An illustration of this effect is shown in Figure 7. The graph traces the convergence of GAHS over 500,000 iterations as it minimises Ackley’s function. The fitness score of the best and the worst candidates that the optimiser currently has in the HM is recorded at each iteration and shown as two separate lines on the graph. We see a downward trend indicating convergence followed by discontinuous jumps that indicate the abandonment of one instance of AHS and the start of another. Note that there are three distinct convergence paths present in the first 150,000 iterations. These represent the three AHS instances that correspond to three parameter sets. The first one that clearly converges the quickest over the first 50,000 iterations corresponds to the parameter set where the HMS = 10. The two that follow are those that correspond to the HMS = 40 and HMS = 50 parameter sets. Since we know from the previous experiments that AHS performs better than GAHS and uses an HMS of 50, we know that GAHS would finally give the best results if the third instance was kept through both elimination rounds. However, due to its slow rate of convergence during the first 50,000 iterations, it is eliminated first, leaving a weaker parameter set to finally converge.

6. Conclusions

After investigating the results from comparing some of the best performing HS variants available today, we noticed that the overall quality of these algorithms was similar. We also noticed several weaknesses that prevent any one of them from being the best choice. Authors of these HS variants suggested parameter sets that are nearly optimal; however, some problems still required the parameters to be fine-tuned to a specific problem if good results were to be expected.

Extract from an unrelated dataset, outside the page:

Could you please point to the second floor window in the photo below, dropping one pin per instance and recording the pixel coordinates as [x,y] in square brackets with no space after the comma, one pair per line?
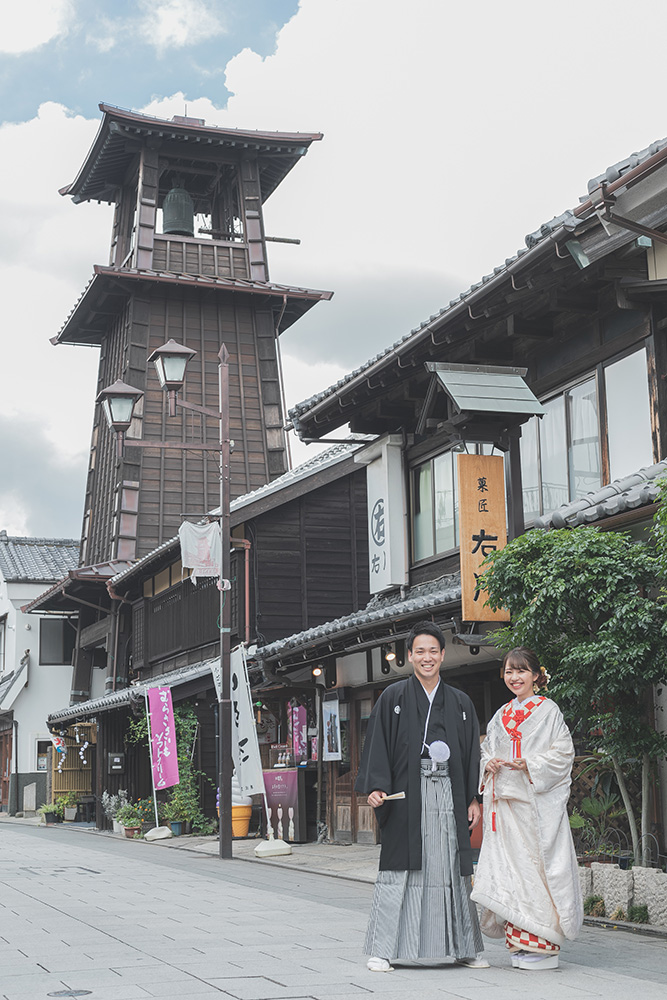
[571,451]
[56,640]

We suggested possible ways that some of these weaknesses can be addressed, and we proposed the generalised adaptive harmony search (GAHS) algorithm as a generalised version of AHS. GAHS performs well over a larger range of problems. By using 5 benchmark functions, we demonstrated that GAHS performs as well as AHS on most problems, and it can also produce good results on problems where AHS fails to find the global optimum.

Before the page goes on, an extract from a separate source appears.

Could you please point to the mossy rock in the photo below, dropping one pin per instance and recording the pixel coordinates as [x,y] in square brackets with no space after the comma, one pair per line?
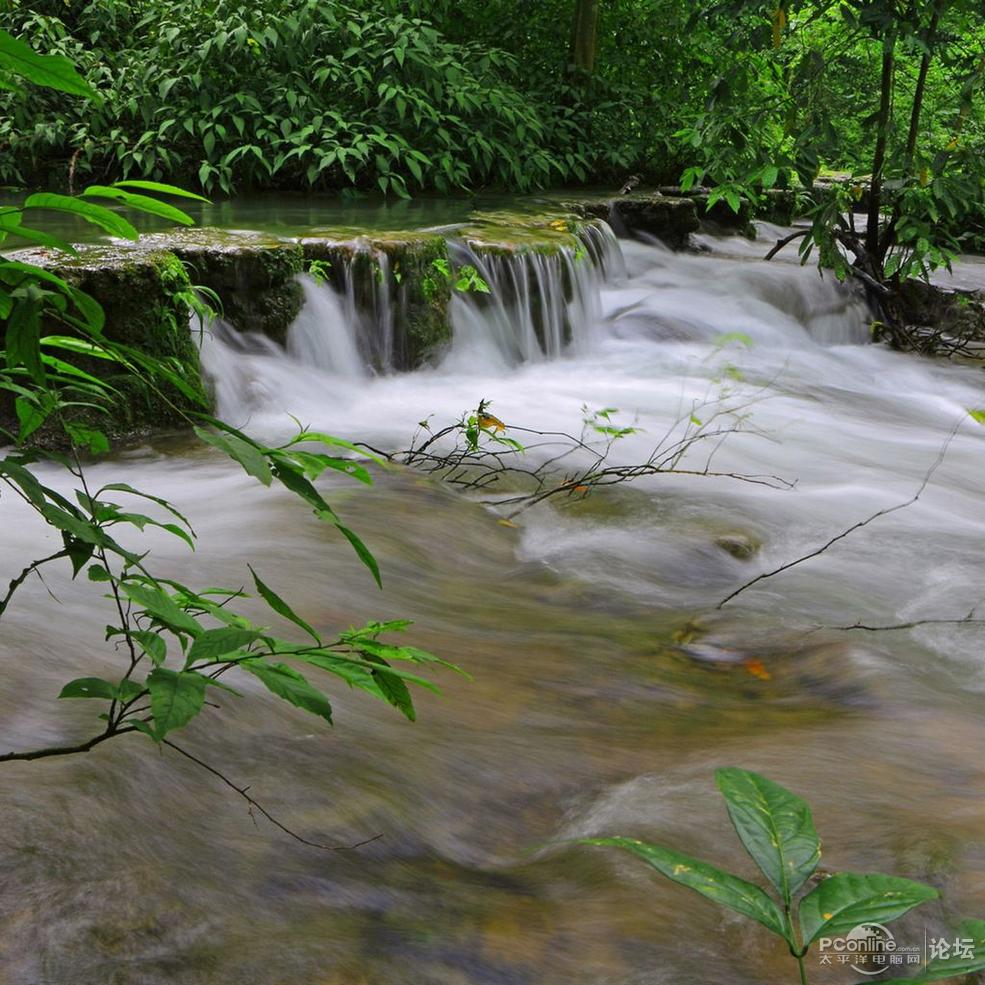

However, some open questions still remain as a topic of future research. Our experiments clearly pointed out that there are categories of optimisation problems and that a parameter set that works well for one might fail completely for another one. For example, what makes Rastrigin’s function so difficult to minimise using a parameter set that works well for all the other benchmark functions? What is special about Rastrigin’s function that causes it to require a small HM to effectively optimise, and can this special attribute be detected before optimisation is attempted? A similar question can be asked about Rosenbrock’s function. Why can none of the HM variants find the global optimum even when using a fine-tuned parameter set? Is there a weakness that is inherent in harmony search-based optimisers that make them poor optimisers for that category of problems to which Rosenbrock’s function belongs, or can one augment harmony search in some way to address this weakness? Harmony search is still a relatively recent addition to the family of evolutionary algorithms, and finding answers to these type of questions is needed if harmony search is to become fully established as a leading heuristic optimiser.

Acknowledgment

This work was supported by the Gachon University research fund of 2013 (GCU-2013-R084).